Need For Withdrawing Drug From The Market
Unexpected adverse effects, or SUSARs (untoward and unintended response to a study drug, which is not listed is the applicable product information) harmful interactions, continued irrational use and not adequate risk management plan for the marketed product.1 The adverse effects are detected though a process of regular monitoring after the drug is released called pharmacovigilance, which is now dominant process in country regulated through Pharmacovigilance Programme in India, which is steered by Central Drugs Standard Control Organization, New Delhi. Fixed dose combinations are nearly 4 times more in India, than the developed countries, the basic reason for their introduction into market was better drug compliance, rather taking the two drugs separately. In the domestic market, FDCs (Fixed drug combinations) were contributing to > 50 % sales in the market. The rationality of FDC is not known much to clinicians. The Drugs Technical Advisory Board recommended that "there is no therapeutic justification" for the ingredients contained in the 344 FDC drugs and that these medicines "may involve risk to human beings".2 and thus these were removed from Indian market in March 15th 2016.3
Spectrum of withdrawal
The drugs withdrawn globally in the past decade were nonsteroidal antiinflammatory drugs (28%), antidiabetics (14.28%), antiobesity (14.28%), antihistamines (14.28%), prokinetic drugs (7.14%), breast cancer and infertility drugs (7.14%), irritable bowel syndrome and constipation drugs (7.14%) and antibiotics (7.14%).4 The widely used anti-obesity drugs fenfluramine and dexfenfluramine have been recalled in the various countries in the wake of continuing reports that their use is contributing to heart-valve defects. Most of the drugs that affect monoamine neurotransmitters licensed for the treatment of obesity over the past 65 years have been withdrawn because of adverse reactions.

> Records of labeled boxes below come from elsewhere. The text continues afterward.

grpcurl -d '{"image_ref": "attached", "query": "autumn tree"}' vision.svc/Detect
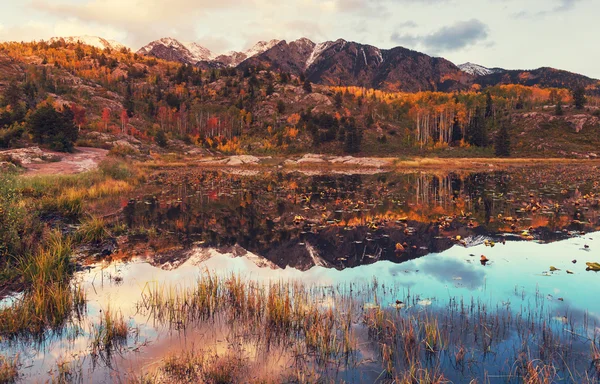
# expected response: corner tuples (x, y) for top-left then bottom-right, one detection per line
(467, 107), (488, 147)
(554, 99), (564, 116)
(277, 100), (285, 114)
(71, 103), (87, 131)
(27, 103), (78, 152)
(342, 118), (362, 153)
(102, 108), (110, 131)
(121, 109), (129, 133)
(266, 82), (275, 96)
(2, 81), (23, 108)
(154, 129), (168, 148)
(494, 121), (510, 157)
(123, 82), (135, 117)
(485, 91), (494, 119)
(333, 92), (343, 109)
(573, 87), (587, 109)
(302, 79), (312, 93)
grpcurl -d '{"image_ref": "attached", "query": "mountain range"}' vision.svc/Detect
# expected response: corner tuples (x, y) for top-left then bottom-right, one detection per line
(44, 36), (599, 92)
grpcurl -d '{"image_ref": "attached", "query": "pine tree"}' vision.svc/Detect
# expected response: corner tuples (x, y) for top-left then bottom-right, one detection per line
(302, 79), (312, 93)
(573, 87), (587, 109)
(333, 92), (343, 109)
(467, 107), (488, 147)
(342, 118), (362, 153)
(123, 82), (135, 117)
(27, 104), (78, 152)
(485, 91), (494, 119)
(452, 116), (463, 142)
(494, 122), (510, 157)
(554, 99), (564, 116)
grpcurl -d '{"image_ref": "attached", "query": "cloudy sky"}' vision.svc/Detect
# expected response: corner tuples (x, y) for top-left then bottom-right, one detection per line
(0, 0), (600, 78)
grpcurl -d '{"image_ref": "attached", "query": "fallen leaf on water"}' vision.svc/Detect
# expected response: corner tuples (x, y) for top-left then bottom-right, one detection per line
(585, 262), (600, 272)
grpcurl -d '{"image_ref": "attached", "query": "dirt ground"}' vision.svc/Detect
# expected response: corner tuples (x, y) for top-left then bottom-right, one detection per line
(26, 148), (108, 176)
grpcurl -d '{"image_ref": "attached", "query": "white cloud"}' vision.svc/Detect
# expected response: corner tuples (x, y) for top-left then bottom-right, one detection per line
(0, 0), (600, 77)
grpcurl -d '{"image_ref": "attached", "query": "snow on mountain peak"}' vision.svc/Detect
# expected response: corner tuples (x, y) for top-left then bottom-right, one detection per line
(458, 62), (501, 76)
(138, 37), (213, 64)
(244, 39), (281, 58)
(49, 35), (126, 50)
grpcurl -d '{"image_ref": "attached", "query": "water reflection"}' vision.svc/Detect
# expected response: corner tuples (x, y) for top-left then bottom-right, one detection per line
(123, 168), (600, 269)
(2, 233), (600, 382)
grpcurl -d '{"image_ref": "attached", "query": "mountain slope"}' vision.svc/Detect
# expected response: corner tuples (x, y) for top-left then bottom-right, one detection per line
(241, 39), (472, 92)
(213, 39), (281, 67)
(137, 37), (212, 64)
(458, 62), (504, 76)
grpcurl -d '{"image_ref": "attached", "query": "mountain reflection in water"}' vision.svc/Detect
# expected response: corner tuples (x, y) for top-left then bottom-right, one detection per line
(123, 168), (600, 269)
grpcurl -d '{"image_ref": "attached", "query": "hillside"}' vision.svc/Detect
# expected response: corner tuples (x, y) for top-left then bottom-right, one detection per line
(0, 39), (600, 166)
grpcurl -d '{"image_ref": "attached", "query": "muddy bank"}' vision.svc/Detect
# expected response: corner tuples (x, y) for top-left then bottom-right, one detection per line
(0, 147), (108, 176)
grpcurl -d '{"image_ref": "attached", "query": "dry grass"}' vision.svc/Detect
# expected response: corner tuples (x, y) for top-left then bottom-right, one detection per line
(0, 355), (19, 384)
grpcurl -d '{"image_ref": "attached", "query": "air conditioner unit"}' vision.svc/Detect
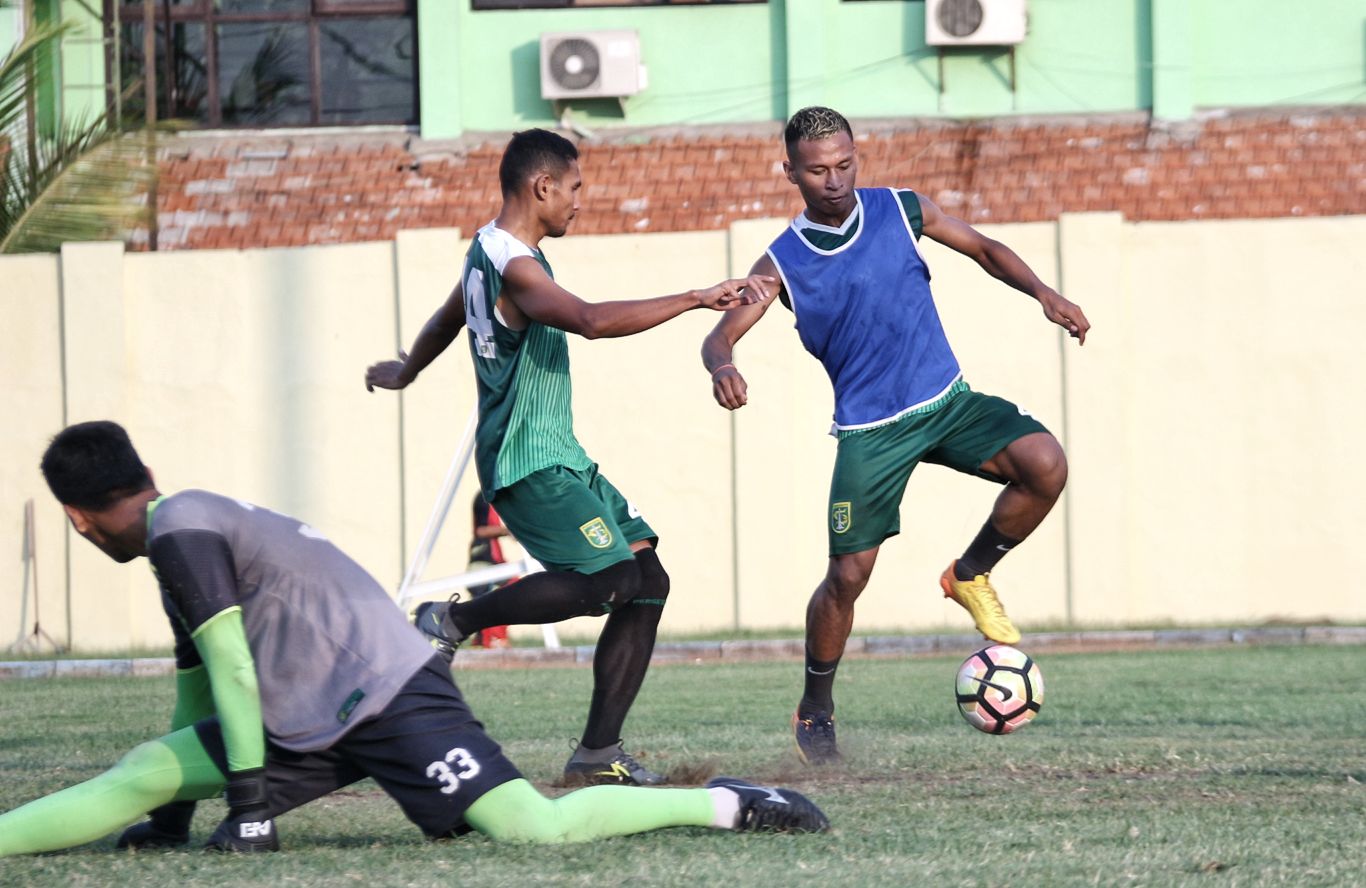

Drugs may be withdrawn even after they are available in the market for a decade or longer. Examples of such drugs include are Rosiglitazone, Rofecoxib, Gatifloxacin, and Rimonabent formulations used in the market over a decade.
Table 1
Chronology of drug withdrawal of some vital molecules
It has been shown that the higher the fluoroquinolone dose ( Sparfloxacin , Grepafloxacin , Moxifloxacin) and serum AUCs, the higher the QT prolongation risk. Moxifloxacin is used to evaluate the drugs which can cause relative QTc prolongation.
There is a paradox, there are certain drugs not available in US and EU but are still marketed in India such as Analgin , Droperidol, Furazolidone, Nitrofurazone, Oxyphenbutazone , Nimesulide and Piperazine. However, the Union Ministry of Health and Family Welfare finally had decided to suspend the pediatric use of the Nimesulide suspension from 10 March 2011 Nimesulide formulations are not indicated for use in children below 12 years of age. The drug was banned in 2000 in various countries like Switzerland, Spain, and United states.5
In 2011, Pioglitazone was withdrawn from the French market owing to a potential risk of bladder cancer. U.S. Food and Drug Administration (FDA) is informing the public that use of the diabetes medication Actos (pioglitazone) for more than one year may be associated with an increased risk of bladder cancer.6 Information about this risk will be added to the Warnings and Precautions section of the label for pioglitazone-containing medicines. In India drug was withdrawn from Indian market but was reintroduced in Indian market as safety concern was only in animal studies and there were cost constraints
As evident from pie, most of drugs have been withdrawn due to Hepatoxicity, Cardiotoxicity, Neurotoxicity and the abnormal Haematological profile.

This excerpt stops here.